The first load from a long anticipated clean out of a vintage circuit board hoarder estate has begun .. it didn't disappoint .. 

had never seen these shape fingers .. ITT chips .. early 70s


----------



## oldgoldman (Sep 29, 2011)

picture


----------



## oldgoldman (Sep 29, 2011)

REDACTRON BOARD


----------



## Geo (Sep 29, 2011)

very, very nice. those IC's are fantastic.


----------



## macfixer01 (Sep 30, 2011)

I had some boards with an angled edge connector like that once that came from some kind of phone system. They were all phenolic boards and quite brittle, so it was hard to remove the fingers cleanly by breaking or cutting them off with shears. They tended to break up into chunks. The white chips look nice. I've read that those gray traces on the ceramic are palladium but I have no proof of that.

macfixer01


----------



## oldgoldman (Oct 3, 2011)

here are some unique extender cards from same collection. had also never seen the built in switches on extender cards before

too pretty to tear up


----------



## butcher (Nov 6, 2011)

"Too pretty to tear up, " 
That is why electronic hoarders get buried in their junk.


----------



## texan (Nov 6, 2011)

is there a 12 step program for PCB hoarding? I told my wife I was going to cover the bare areas of my office with my "too pretty to scrap" boards"...you should have seen the look I got. I just noticed I am up to 4 with the big as boat anchor hard drives now.

Texan


----------



## Smack (Nov 7, 2011)

Yep, I think I kept 2 or 3 of those BigFoot drives.


----------



## kuma (Nov 7, 2011)

Hello everybody!
How are tricks today ? I hope all is well!
Oldgoldman , I'm dying to see what the contacts in all of those switches are like , so if and when you do finaly give in please post a picture or two! :mrgreen: 
P.S. Those fingers and them white ceramics are stunning , very cool find! 8) 
All the best and kind regards ,
Chris


----------



## oldgoldman (Nov 7, 2011)

under all of those switches is a forest of little gold balls below the red cases 

thanks for the kind words ..

truth be told, i probably have about 100 "too pretty to tear up" boards ..

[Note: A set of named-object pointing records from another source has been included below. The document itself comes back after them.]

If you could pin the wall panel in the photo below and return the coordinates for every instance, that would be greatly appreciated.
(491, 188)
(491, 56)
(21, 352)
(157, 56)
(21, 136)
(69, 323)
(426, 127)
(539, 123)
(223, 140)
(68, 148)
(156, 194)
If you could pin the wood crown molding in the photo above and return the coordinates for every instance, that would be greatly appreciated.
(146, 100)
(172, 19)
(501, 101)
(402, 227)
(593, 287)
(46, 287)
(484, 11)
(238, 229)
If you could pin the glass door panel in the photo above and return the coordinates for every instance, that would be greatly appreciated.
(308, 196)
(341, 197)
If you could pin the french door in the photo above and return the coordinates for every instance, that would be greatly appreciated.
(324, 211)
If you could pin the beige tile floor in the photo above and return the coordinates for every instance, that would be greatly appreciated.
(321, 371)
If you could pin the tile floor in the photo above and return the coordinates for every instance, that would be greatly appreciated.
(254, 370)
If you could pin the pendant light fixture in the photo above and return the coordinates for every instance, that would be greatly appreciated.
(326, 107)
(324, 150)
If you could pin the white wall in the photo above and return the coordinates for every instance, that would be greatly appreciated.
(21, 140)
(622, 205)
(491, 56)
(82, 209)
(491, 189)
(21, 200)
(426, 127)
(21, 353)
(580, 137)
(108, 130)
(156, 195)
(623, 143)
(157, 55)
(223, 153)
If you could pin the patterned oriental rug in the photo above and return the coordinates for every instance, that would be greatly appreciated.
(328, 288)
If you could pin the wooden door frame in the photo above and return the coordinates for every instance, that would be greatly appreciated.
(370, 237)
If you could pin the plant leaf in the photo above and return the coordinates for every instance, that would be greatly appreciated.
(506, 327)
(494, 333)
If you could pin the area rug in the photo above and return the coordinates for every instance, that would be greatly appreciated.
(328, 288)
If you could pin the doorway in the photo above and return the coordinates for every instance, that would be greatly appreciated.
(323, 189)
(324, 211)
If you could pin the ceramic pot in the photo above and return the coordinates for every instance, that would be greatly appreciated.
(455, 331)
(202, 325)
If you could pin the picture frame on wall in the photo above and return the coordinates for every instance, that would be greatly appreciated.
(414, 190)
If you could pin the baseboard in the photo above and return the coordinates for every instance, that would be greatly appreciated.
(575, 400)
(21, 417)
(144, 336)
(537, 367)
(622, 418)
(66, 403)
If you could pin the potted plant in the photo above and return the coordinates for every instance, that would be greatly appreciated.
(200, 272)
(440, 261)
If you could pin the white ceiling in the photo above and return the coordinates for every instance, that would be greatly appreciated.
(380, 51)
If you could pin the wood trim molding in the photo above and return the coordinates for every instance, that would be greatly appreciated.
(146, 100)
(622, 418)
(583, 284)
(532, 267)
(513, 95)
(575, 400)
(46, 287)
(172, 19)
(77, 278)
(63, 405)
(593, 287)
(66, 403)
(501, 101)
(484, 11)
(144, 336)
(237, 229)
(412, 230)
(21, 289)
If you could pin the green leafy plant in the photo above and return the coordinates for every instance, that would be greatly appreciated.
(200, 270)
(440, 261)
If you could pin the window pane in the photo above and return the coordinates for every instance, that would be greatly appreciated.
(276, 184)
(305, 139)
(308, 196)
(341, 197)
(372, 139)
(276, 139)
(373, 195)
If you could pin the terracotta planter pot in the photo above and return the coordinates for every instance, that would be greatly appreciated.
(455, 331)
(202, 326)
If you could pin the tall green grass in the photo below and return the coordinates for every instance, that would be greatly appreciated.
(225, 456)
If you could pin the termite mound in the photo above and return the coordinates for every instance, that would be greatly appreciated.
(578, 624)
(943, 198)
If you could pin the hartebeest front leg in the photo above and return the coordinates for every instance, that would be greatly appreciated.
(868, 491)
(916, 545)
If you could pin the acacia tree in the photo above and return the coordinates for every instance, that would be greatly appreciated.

it's easier when you just admit it .. "i'm a hoarder"


----------



## kuma (Nov 9, 2011)

Hi all , how are tricks ? I hope all is well!



oldgoldman said:


> under all of those switches is a forest of little gold balls below the red cases



Very cool , 8) I havn't come across any of these little gold balls myself yet , but my eyes are peeled! :mrgreen: 



oldgoldman said:


> truth be told, i probably have about 100 "too pretty to tear up" boards ..

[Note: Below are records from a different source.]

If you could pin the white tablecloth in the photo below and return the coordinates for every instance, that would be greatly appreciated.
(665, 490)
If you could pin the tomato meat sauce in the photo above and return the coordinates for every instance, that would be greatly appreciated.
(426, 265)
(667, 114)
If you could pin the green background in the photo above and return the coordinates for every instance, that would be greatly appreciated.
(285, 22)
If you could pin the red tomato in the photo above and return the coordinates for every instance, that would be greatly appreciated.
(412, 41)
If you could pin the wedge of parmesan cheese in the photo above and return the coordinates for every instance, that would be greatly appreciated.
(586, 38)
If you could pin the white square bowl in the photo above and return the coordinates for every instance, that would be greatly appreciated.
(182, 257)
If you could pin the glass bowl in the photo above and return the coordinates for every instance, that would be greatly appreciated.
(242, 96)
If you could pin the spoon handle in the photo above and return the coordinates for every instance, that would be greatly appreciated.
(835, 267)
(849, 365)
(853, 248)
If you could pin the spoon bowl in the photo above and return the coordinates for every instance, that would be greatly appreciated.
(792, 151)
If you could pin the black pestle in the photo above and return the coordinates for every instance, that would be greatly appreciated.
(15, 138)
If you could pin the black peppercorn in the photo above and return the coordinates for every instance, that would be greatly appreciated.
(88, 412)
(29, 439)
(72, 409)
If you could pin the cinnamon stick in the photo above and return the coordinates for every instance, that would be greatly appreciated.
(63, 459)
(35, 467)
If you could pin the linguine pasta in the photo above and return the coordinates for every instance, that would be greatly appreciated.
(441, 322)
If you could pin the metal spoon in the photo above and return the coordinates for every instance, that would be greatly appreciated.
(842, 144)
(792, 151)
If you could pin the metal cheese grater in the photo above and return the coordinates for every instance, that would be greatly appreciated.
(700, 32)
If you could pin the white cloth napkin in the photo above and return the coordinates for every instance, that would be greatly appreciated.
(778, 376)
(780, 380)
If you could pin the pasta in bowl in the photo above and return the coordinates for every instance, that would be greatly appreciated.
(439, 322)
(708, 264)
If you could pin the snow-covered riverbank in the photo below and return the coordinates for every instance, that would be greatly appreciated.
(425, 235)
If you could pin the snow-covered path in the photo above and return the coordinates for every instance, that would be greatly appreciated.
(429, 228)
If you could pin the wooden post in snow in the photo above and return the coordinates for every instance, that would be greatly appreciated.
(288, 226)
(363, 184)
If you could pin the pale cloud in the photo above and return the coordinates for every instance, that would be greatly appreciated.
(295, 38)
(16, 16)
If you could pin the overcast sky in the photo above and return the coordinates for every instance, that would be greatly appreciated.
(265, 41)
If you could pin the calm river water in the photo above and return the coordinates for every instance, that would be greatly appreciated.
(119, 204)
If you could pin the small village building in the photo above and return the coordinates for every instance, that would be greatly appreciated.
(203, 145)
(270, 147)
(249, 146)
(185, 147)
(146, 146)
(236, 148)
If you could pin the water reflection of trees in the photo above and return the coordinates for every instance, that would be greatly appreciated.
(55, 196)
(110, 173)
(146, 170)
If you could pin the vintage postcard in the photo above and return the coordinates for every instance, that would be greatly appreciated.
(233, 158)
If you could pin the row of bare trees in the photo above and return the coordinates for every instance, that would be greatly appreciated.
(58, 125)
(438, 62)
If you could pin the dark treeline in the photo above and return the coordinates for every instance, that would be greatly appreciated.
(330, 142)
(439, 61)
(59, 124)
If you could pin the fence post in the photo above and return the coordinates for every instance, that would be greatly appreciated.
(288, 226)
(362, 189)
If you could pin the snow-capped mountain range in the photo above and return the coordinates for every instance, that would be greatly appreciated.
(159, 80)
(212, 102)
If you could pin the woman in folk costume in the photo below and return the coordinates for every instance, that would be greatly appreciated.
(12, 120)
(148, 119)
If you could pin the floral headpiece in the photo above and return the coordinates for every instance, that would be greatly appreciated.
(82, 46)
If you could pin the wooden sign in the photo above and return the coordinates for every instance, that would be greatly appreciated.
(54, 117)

You will , :mrgreen: :lol: 



oldgoldman said:


> it's easier when you just admit it .. "i'm a hoarder"



I to have been aflicted with this illness since an early age , I think my problem now is I'm still hoarding stuff (e-scrap) , but even the pretty stuff gets *torn into*.
The old "I wonder whats under there?" chestnut is just too much for me now , :lol: 
Many thanks for the reply , 
All the best and kind regards ,
Chris


----------



## darshevo (Nov 9, 2011)

kuma said:


> I to have been aflicted with this illness since an early age , I think my problem now is I'm still hoarding stuff (e-scrap) , but even the pretty stuff gets *torn into*.
> The old "I wonder whats under there?" chestnut is just too much for me now , :lol:



I have the same problem my friend. I get in an interesting looking server or piece of telecom equipment and before I know its in 100 pieces because I want to see what makes it tick


----------



## kuma (Nov 10, 2011)

darshevo said:


> kuma said:
> 
> 
> > I to have been aflicted with this illness since an early age , I think my problem now is I'm still hoarding stuff (e-scrap) , but even the pretty stuff gets *torn into*.
> ...



You know this chief! 8) :lol: :lol: 
All the best everybody , and sending my kindest regards to all ,
Chris


----------